Nathália Queiroz foi assessora parlamentar lotada no gabinete do então deputado federal Jair Bolsonaro entre 2007 e 2016. A filha do ex-PM tinha registro de frequência integral no gabinete da Câmara dos Deputados. O problema é que Nathalia trabalhou durante o mesmo período, em horário comercial, como personal trainer no Rio de Janeiro. Após o escândalo, a filha do ex-PM deletou todas as suas contas em redes sociais. Várias postagens sugeriam que a ex-assessora de Bolsonaro era apenas uma funcionária fantasma.

Bolsonaro já é alvo de outra denúncia na PGR no caso que ficou conhecido nacionalmente comoo o escândalo da Val do Açaí, no qual surgiu a suspeita de uso verba da Câmara dos Deputados para empregar uma vizinha dele em um distrito a 50 km do centro de Angra Dos Reis (RJ). Walderice Santos da Conceição, 49, que aparecia desde 2003 como um dos 14 funcionários do gabinete parlamentar de Bolsonaro, em Brasília, pediu demissão após o escândalo.

Segundo o procurador, a nova representação envolvendo a filha do ex-PM Fabrício Queiroz pode ou não ser apurado junto com uma suspeita de irregularidades em relação à Val do Açaí, que está sob análise da PGR. Caberá à procuradora-geral da República, Raquel Dodge, decidir se pede ou não abertura de inquérito para investigar Jair Bolsonaro.

Segundo o G1, "Carlos Lima apontou na representação que um presidente não pode responder por fatos anteriores ao mandato, mas caberá à Raquel Dodge analisar a questão, uma vez que precedentes indicam que pode haver investigação, sem que uma ação penal seja aberta enquanto o presidente permanecer no cargo.

O procurador destacou também que a Constituição não fala sobre a possibilidade de responder por improbidade, embora o Supremo já tenha definido que a imunidade vale apenas para crimes comuns.

"Tem-se, portanto, que nada impede que o Presidente da República seja investigado e responsabilizado na esfera cível e, na esfera penal, veja a investigação por tais atos ter regular andamento, entendimento partilhado pela atual Procuradora-Geral da República. A imunidade restringe-se à ação penal e respectiva responsabilização por atos estranhos ao seu exercício, no curso do mandato", afirmou Carlos Lima.
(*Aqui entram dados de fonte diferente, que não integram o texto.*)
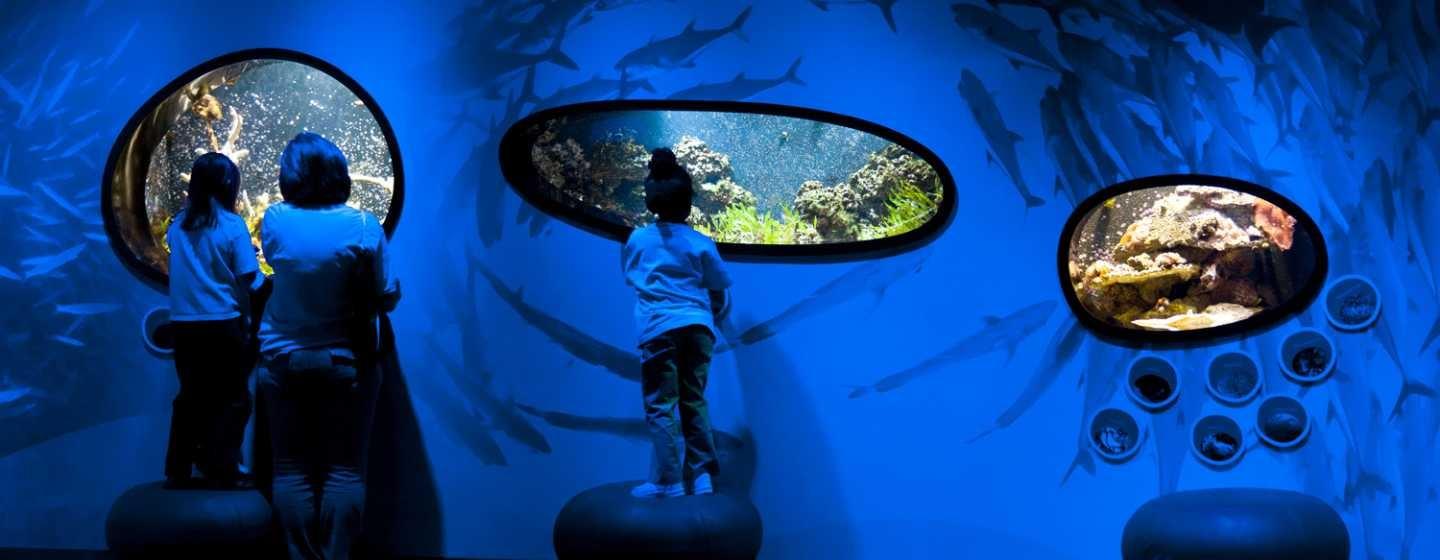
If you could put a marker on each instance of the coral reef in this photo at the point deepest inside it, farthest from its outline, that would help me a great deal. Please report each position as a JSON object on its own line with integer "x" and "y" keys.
{"x": 1195, "y": 258}
{"x": 894, "y": 190}
{"x": 703, "y": 163}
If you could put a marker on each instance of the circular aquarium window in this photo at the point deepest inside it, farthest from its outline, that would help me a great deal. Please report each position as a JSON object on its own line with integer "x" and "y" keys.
{"x": 1188, "y": 256}
{"x": 769, "y": 180}
{"x": 245, "y": 105}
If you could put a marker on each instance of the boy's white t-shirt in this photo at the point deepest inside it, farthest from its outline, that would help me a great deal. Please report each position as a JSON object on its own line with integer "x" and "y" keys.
{"x": 673, "y": 269}
{"x": 314, "y": 252}
{"x": 206, "y": 267}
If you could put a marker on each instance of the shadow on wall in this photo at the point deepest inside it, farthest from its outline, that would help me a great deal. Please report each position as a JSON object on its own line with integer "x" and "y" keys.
{"x": 801, "y": 503}
{"x": 402, "y": 503}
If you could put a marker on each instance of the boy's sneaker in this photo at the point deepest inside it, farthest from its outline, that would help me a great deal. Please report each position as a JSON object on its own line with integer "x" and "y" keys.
{"x": 703, "y": 485}
{"x": 651, "y": 490}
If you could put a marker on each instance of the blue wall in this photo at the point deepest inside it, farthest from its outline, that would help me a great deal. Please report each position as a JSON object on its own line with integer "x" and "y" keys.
{"x": 893, "y": 474}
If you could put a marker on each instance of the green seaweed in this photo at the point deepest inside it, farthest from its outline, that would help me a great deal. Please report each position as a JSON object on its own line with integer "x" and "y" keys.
{"x": 906, "y": 209}
{"x": 746, "y": 225}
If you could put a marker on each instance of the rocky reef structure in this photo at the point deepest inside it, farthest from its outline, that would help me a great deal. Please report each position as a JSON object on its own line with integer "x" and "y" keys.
{"x": 892, "y": 193}
{"x": 1197, "y": 256}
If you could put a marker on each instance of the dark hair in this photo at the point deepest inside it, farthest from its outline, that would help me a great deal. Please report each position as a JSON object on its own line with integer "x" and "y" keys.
{"x": 313, "y": 172}
{"x": 215, "y": 182}
{"x": 668, "y": 187}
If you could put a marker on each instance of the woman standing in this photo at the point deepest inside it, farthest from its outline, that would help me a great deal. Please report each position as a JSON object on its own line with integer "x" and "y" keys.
{"x": 331, "y": 274}
{"x": 212, "y": 272}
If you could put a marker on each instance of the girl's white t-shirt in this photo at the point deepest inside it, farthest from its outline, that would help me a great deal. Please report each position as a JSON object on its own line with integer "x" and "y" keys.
{"x": 206, "y": 267}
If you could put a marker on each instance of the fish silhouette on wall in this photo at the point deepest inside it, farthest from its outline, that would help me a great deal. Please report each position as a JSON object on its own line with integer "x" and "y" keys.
{"x": 740, "y": 87}
{"x": 677, "y": 51}
{"x": 1001, "y": 140}
{"x": 997, "y": 333}
{"x": 887, "y": 7}
{"x": 578, "y": 343}
{"x": 869, "y": 278}
{"x": 735, "y": 452}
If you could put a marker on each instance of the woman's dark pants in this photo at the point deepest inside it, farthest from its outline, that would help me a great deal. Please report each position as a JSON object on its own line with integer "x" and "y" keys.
{"x": 316, "y": 405}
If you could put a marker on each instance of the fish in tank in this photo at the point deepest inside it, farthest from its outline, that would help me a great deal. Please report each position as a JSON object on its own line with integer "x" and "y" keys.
{"x": 1187, "y": 256}
{"x": 248, "y": 111}
{"x": 759, "y": 179}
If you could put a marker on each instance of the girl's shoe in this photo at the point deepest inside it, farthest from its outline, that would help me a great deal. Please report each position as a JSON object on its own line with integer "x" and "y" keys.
{"x": 703, "y": 485}
{"x": 651, "y": 490}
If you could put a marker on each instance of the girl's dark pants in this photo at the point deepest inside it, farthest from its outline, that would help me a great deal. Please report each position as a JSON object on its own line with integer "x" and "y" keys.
{"x": 674, "y": 377}
{"x": 213, "y": 360}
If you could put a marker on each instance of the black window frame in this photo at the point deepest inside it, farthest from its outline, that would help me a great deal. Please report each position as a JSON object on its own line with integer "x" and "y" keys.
{"x": 154, "y": 277}
{"x": 1263, "y": 320}
{"x": 519, "y": 170}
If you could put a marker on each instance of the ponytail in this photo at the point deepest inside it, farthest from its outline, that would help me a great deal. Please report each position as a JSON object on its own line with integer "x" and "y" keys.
{"x": 215, "y": 182}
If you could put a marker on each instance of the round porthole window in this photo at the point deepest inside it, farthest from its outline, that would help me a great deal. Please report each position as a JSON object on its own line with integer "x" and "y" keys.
{"x": 245, "y": 105}
{"x": 1185, "y": 256}
{"x": 769, "y": 180}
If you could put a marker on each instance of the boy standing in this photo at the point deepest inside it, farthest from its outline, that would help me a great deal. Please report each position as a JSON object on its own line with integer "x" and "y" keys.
{"x": 680, "y": 282}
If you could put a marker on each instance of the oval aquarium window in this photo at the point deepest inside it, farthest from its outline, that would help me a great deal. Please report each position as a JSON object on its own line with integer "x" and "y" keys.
{"x": 246, "y": 105}
{"x": 1185, "y": 256}
{"x": 768, "y": 180}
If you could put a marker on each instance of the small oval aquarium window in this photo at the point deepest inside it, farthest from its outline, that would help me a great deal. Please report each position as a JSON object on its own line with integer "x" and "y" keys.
{"x": 246, "y": 105}
{"x": 769, "y": 180}
{"x": 1184, "y": 256}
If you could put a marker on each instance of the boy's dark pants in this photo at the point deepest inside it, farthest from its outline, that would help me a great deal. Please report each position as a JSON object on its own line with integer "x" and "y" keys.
{"x": 674, "y": 376}
{"x": 208, "y": 422}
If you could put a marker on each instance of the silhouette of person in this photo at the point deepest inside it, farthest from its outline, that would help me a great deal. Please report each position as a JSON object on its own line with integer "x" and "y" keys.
{"x": 680, "y": 282}
{"x": 317, "y": 341}
{"x": 212, "y": 275}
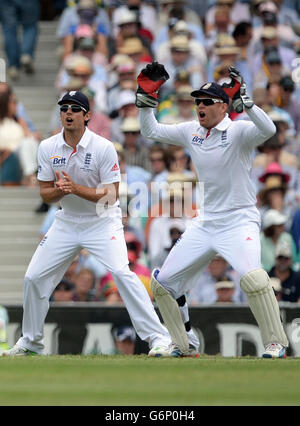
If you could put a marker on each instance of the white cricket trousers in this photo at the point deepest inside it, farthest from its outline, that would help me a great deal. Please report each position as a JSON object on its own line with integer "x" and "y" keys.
{"x": 235, "y": 236}
{"x": 104, "y": 239}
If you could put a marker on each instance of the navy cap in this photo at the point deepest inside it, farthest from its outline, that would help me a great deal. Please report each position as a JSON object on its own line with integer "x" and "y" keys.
{"x": 211, "y": 89}
{"x": 287, "y": 83}
{"x": 76, "y": 97}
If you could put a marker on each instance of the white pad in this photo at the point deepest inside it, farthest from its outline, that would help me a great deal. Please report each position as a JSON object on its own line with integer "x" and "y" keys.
{"x": 264, "y": 306}
{"x": 171, "y": 314}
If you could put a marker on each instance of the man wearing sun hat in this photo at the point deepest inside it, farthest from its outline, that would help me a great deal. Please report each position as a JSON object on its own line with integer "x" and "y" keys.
{"x": 229, "y": 224}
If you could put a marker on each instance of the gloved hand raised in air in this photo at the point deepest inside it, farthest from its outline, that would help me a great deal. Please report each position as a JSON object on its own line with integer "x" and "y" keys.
{"x": 149, "y": 81}
{"x": 237, "y": 91}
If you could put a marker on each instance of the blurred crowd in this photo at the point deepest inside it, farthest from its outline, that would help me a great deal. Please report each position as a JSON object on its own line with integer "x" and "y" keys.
{"x": 102, "y": 47}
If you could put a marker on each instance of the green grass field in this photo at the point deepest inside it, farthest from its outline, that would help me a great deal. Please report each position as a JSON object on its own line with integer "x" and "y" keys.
{"x": 139, "y": 380}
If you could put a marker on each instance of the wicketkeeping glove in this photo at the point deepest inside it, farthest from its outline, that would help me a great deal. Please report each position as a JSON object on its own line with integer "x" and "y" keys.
{"x": 237, "y": 91}
{"x": 149, "y": 81}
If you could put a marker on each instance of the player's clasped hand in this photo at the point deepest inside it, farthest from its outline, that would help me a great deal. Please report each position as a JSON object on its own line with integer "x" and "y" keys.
{"x": 150, "y": 79}
{"x": 65, "y": 183}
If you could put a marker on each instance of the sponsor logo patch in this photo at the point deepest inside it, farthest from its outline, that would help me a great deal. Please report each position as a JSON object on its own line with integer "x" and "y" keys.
{"x": 58, "y": 161}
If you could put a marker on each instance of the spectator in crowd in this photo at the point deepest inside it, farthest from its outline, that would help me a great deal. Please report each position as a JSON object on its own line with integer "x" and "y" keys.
{"x": 225, "y": 291}
{"x": 270, "y": 42}
{"x": 276, "y": 193}
{"x": 87, "y": 27}
{"x": 85, "y": 44}
{"x": 80, "y": 67}
{"x": 136, "y": 154}
{"x": 124, "y": 340}
{"x": 176, "y": 10}
{"x": 18, "y": 147}
{"x": 289, "y": 279}
{"x": 182, "y": 60}
{"x": 133, "y": 178}
{"x": 273, "y": 233}
{"x": 287, "y": 102}
{"x": 170, "y": 216}
{"x": 4, "y": 319}
{"x": 125, "y": 107}
{"x": 84, "y": 12}
{"x": 239, "y": 11}
{"x": 268, "y": 13}
{"x": 108, "y": 290}
{"x": 16, "y": 14}
{"x": 63, "y": 292}
{"x": 125, "y": 82}
{"x": 145, "y": 12}
{"x": 226, "y": 50}
{"x": 159, "y": 163}
{"x": 197, "y": 49}
{"x": 183, "y": 110}
{"x": 221, "y": 25}
{"x": 273, "y": 152}
{"x": 242, "y": 35}
{"x": 130, "y": 27}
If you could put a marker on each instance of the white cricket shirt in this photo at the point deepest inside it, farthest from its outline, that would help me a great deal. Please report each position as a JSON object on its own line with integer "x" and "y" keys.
{"x": 93, "y": 162}
{"x": 222, "y": 157}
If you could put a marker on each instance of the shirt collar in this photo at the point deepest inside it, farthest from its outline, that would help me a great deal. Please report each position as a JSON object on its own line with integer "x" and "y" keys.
{"x": 83, "y": 141}
{"x": 221, "y": 126}
{"x": 224, "y": 124}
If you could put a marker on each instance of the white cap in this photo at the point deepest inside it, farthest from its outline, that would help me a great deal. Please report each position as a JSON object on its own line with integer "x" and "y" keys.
{"x": 126, "y": 97}
{"x": 273, "y": 217}
{"x": 224, "y": 284}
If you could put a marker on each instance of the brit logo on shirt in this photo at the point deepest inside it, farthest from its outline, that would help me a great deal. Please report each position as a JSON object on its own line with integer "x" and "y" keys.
{"x": 197, "y": 140}
{"x": 88, "y": 159}
{"x": 224, "y": 142}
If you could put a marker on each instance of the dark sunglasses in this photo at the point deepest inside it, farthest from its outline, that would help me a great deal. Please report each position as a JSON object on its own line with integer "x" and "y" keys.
{"x": 74, "y": 108}
{"x": 207, "y": 101}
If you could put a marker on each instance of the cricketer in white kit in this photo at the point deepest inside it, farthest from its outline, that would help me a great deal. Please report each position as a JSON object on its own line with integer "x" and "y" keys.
{"x": 221, "y": 152}
{"x": 72, "y": 165}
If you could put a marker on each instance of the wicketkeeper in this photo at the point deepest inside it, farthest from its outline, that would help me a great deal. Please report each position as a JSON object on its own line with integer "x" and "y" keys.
{"x": 221, "y": 151}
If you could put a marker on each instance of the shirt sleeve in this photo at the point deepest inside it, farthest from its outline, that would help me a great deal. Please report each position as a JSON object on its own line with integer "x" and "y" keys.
{"x": 45, "y": 170}
{"x": 258, "y": 130}
{"x": 166, "y": 133}
{"x": 109, "y": 166}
O procurador da República disse ainda que, embora não haja foro para crimes de improbidade, é preciso aguardar uma posição sobre a suspeita na área criminal "para evitar que o desfecho de uma seara - ao menos ao cabo da investigação - possa estar em claro conflito com o encaminhamento a ser dado na esfera cível".

Ele pediu ficar suspenso o prazo da prescrição para que a suspeita de improbidade seja analisada posteriormente à questão criminal".